The irony of the situation is that, in fact, the good professor need have no worry whatsoever about the Gift of Life proposal violating the principles of a democracy. If anything, by tightening the noose around the deliberate corruption of those principles, it will actually strengthen the core values upon which they are based. Interestingly, there was a time, not a hundred years ago, when our constitutional democracy was genuinely and violently under attack, when gross travesties of justice were enacted daily. There emerged another breed of defenders of democracy back then, individuals who didn't shy from laying their necks on the line when the threat came from fully-grown thugs - not unborn children.
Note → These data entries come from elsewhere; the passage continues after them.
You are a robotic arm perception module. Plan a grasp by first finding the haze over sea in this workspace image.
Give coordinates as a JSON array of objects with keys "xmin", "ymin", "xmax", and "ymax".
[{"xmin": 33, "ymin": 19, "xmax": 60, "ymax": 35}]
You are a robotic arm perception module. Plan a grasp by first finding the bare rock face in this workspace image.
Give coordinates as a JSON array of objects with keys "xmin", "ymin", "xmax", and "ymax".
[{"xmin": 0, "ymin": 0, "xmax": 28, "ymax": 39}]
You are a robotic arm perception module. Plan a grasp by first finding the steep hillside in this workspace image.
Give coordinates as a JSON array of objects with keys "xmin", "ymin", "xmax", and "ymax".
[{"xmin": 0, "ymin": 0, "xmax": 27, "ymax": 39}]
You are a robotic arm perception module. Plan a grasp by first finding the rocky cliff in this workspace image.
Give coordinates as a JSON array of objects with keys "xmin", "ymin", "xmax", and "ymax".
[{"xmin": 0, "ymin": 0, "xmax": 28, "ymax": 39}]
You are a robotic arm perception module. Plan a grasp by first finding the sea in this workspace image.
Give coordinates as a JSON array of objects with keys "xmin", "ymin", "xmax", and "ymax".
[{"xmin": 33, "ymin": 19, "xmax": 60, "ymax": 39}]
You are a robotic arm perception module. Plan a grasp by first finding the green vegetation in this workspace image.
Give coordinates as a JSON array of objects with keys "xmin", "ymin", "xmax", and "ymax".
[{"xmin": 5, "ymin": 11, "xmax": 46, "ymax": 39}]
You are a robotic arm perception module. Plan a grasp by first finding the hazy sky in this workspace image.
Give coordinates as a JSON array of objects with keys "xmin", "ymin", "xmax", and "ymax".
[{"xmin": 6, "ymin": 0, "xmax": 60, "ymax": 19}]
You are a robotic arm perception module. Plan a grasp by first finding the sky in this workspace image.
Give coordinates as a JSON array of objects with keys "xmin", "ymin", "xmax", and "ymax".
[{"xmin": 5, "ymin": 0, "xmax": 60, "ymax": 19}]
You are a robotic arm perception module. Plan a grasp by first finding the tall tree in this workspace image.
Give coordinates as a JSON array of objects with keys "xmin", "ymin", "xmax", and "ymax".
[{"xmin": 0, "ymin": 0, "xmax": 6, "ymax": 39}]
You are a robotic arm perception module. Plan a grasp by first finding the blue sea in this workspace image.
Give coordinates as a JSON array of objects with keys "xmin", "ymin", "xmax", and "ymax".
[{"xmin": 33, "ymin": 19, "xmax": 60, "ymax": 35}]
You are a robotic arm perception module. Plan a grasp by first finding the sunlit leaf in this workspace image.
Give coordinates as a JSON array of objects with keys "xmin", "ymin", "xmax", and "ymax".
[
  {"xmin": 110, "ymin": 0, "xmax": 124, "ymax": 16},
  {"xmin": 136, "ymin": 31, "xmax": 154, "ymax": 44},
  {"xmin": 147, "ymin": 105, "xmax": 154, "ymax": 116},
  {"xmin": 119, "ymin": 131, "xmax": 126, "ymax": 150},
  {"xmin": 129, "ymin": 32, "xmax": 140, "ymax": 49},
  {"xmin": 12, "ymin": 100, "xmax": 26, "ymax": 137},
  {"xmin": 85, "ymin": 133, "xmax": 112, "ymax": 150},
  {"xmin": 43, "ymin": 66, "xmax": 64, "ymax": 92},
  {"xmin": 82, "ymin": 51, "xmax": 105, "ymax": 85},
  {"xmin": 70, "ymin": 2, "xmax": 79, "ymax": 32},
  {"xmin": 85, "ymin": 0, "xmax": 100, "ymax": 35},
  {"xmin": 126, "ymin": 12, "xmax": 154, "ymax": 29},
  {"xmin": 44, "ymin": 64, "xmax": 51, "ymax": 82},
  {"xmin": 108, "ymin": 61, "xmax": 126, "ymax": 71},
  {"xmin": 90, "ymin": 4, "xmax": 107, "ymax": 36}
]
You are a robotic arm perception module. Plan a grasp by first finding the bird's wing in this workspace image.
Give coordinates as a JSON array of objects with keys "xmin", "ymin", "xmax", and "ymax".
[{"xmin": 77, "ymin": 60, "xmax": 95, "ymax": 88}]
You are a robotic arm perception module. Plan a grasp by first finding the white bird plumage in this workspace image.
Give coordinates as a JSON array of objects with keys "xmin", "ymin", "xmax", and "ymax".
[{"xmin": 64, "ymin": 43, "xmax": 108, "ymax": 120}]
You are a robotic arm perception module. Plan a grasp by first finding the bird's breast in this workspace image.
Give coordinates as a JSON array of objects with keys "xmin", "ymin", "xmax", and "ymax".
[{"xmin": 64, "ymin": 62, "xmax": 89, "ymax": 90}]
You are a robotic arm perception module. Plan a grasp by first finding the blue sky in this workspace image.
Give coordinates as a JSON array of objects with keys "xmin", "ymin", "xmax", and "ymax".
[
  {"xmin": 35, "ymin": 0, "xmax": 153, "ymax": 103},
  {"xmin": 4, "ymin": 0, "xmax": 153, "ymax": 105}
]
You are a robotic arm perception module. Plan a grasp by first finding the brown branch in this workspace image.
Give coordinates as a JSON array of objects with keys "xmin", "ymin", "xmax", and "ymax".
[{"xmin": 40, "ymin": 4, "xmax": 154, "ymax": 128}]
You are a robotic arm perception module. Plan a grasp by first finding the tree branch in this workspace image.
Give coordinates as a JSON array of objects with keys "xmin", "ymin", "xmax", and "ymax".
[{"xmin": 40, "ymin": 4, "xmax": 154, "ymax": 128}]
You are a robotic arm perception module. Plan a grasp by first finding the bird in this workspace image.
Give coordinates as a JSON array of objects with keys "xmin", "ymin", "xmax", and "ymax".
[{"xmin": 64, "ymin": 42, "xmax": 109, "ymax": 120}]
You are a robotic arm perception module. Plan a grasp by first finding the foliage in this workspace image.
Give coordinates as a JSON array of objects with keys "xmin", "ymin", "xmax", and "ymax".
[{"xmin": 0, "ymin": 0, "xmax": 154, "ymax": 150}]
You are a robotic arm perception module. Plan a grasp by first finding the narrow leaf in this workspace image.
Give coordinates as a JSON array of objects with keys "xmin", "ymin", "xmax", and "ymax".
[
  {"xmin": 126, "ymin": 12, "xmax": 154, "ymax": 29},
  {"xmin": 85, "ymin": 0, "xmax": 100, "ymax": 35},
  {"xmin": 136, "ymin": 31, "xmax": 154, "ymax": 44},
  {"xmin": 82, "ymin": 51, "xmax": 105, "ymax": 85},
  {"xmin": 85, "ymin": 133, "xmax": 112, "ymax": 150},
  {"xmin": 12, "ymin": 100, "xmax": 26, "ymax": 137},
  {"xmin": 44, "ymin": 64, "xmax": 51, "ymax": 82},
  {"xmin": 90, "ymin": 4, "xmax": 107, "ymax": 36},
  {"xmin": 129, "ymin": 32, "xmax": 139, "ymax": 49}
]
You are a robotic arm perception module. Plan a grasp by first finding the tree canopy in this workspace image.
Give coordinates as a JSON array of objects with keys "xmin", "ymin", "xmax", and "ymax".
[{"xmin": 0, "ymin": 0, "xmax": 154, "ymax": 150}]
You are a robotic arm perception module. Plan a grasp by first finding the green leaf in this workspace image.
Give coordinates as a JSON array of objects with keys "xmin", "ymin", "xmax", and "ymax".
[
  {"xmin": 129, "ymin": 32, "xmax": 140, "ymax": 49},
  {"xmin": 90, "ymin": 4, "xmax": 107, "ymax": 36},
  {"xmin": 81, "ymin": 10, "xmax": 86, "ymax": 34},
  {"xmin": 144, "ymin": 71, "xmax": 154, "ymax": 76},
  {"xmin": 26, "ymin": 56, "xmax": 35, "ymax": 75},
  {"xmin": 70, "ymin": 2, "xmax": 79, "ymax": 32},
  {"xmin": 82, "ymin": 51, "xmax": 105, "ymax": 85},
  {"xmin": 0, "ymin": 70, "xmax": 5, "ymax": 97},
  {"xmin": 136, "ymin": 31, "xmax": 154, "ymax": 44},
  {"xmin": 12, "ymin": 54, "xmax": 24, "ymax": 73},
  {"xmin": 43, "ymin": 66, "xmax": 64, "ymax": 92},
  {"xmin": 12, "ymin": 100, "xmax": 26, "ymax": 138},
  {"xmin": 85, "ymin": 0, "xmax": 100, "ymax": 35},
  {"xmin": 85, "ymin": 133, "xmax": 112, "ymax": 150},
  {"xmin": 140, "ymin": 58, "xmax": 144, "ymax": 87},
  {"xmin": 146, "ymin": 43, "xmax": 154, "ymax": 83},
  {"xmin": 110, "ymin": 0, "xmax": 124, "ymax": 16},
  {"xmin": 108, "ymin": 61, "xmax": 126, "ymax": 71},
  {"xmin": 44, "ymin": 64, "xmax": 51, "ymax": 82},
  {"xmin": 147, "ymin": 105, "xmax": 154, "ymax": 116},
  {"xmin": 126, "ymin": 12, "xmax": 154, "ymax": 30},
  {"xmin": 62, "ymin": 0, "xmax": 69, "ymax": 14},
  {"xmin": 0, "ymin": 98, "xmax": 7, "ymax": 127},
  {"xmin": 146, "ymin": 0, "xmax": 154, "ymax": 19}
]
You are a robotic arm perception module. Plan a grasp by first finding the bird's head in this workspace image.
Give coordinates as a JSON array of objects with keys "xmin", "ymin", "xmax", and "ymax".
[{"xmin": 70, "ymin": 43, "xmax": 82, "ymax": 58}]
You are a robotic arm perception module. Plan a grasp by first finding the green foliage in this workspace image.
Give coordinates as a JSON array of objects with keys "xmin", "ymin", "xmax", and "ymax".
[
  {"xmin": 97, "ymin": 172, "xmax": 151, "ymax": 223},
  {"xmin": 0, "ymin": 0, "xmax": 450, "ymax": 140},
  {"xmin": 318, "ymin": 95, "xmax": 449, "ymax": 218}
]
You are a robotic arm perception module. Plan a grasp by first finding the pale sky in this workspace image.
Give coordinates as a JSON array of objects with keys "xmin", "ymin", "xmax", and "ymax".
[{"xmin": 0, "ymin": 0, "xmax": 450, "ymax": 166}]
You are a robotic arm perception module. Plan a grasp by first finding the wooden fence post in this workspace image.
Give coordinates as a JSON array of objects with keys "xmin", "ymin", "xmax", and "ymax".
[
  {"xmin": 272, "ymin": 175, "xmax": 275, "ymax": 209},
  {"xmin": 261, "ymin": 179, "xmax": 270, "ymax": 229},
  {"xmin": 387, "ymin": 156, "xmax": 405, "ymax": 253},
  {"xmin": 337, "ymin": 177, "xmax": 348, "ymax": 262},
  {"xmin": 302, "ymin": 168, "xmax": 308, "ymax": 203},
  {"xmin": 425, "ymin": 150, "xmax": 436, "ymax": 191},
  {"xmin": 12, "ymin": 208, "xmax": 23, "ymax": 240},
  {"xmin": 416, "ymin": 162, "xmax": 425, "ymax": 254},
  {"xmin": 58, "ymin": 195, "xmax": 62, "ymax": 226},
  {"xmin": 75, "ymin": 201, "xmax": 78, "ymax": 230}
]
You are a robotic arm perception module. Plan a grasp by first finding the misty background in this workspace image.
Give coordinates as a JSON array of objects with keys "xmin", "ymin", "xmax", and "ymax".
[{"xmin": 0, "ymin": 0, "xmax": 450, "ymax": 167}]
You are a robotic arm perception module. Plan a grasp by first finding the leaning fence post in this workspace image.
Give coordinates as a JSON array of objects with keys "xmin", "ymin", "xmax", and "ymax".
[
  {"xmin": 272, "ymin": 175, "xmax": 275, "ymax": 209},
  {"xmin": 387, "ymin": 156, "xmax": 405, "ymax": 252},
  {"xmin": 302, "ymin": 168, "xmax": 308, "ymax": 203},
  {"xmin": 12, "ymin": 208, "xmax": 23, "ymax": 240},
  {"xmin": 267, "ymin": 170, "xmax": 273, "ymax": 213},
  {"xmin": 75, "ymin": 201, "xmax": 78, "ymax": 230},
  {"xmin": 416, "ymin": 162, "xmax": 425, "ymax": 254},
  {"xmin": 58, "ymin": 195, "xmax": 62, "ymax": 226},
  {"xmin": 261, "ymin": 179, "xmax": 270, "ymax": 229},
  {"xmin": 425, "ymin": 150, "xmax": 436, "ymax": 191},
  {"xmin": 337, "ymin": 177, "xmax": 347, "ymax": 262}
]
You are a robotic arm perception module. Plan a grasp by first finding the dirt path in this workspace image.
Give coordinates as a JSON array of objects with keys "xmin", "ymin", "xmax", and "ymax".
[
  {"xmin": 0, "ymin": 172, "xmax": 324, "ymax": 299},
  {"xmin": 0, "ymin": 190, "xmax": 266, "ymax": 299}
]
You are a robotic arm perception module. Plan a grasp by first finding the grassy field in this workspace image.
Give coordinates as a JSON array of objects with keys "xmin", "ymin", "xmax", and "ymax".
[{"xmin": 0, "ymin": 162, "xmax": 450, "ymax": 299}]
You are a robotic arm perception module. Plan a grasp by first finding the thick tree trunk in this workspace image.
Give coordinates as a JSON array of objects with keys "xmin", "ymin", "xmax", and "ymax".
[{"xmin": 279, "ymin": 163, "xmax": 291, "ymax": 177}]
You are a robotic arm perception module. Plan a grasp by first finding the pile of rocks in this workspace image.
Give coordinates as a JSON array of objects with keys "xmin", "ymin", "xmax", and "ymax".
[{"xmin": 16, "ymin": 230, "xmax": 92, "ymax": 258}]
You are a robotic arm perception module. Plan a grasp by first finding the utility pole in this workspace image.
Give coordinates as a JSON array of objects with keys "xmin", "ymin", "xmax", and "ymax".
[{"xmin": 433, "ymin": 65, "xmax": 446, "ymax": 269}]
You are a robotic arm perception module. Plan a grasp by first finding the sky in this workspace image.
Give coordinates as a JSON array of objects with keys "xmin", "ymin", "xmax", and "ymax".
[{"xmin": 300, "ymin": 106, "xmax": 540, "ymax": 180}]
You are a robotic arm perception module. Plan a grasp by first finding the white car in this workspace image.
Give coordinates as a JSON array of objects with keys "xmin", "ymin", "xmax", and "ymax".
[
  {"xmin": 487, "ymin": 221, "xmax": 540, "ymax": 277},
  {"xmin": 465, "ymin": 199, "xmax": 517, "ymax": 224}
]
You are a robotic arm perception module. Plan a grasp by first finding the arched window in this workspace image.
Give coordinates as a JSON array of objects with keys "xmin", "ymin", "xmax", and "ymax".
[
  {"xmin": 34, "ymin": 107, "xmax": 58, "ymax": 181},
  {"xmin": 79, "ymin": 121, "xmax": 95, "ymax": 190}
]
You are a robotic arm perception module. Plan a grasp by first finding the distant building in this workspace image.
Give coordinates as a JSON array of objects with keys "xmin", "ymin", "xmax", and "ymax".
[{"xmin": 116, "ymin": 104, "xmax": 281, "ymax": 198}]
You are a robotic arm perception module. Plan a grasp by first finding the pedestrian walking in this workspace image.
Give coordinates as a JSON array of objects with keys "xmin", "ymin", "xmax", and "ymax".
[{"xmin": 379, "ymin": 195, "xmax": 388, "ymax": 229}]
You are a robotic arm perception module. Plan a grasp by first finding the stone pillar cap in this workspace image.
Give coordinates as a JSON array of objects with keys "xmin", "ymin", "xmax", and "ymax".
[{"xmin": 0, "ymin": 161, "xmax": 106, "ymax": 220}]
Our latter-day champions of the Constitution, on the other hand, were not very much in evidence in those days. Their learned discourses were notably absent then. It is another exquisite irony that those exercising their democratic right to petition Parliament are labelled fundamentalist by the very individuals who undergo spontaneous combustion at the thought of anyone daring to resist the values that they would impose on us - values that amount to little more than a turgid hodgepodge of spiritually barren and quasi-narcissistic tributes to humanistic wisdom as they perceive it.

...And throughout it all, in the whole murky miasma of heated defences of our sacred institutions, I have yet to hear one peep, one apologetic squeak, even a whisper in defence of the only genuinely sacred, most fundamental right of the lot - the right to life itself. A right that has been stripped away from the most defenceless of our species, whom we are behoven to protect above all others, whose silent cries really do reverberate throughout heaven, even as we are exhorted to emulate the vast and shameful roll-call of nations that have done away with every shred of moral decency in order to accommodate this barbarism. We are called upon to follow their ghastly example, lemming-like, for no other reason than that they have done it and therefore we must too - the supreme irony being that our reluctance to participate further in the blind, uncivilised, inhumane practices of our neighbours is labelled backwardness by these advocates of social nihilism.

In closing, should there linger any doubts as to what direction the road of moral exclusion will take us down, I invite anyone who may still not have got the picture to accompany me on a guided tour of the grisly reality of the abortion industry - to witness pregnant women being carefully instructed to proceed to the toilet shortly after having been given an early-abortion pill - this so that, should the pill not work properly and by some ill-fate a baby should be delivered alive, it will drown anyway. A dead baby is what was ordered and a dead baby is what they will get.

Following this edifying little introduction, we could proceed to the dismemberment of an older child, at which we could offer to carry out the bucketful of still warm human remains, to be tossed, more often than not, unceremoniously onto the nearest rubbish heap.

And finally, I wish to invite them to a performance of the grandest manifestation of surgical butchery of the lot - the partial birth abortion. We will stand around and observe the surgeon deliver an entire child except for its head and then, as we crane our necks for a better view, we will watch him exercising the precision of a professional executioner as he inserts a pair of sharp scissors directly into the baby's brain - swiftly and accurately. A sharp hiss of escaping air, a brief convulsion of little arms and legs... and it's over. Another bucket required. At this point, we could repair to the nearest canteen for a bun and a cup of tea - there to discuss philosophy and sacred constitutions.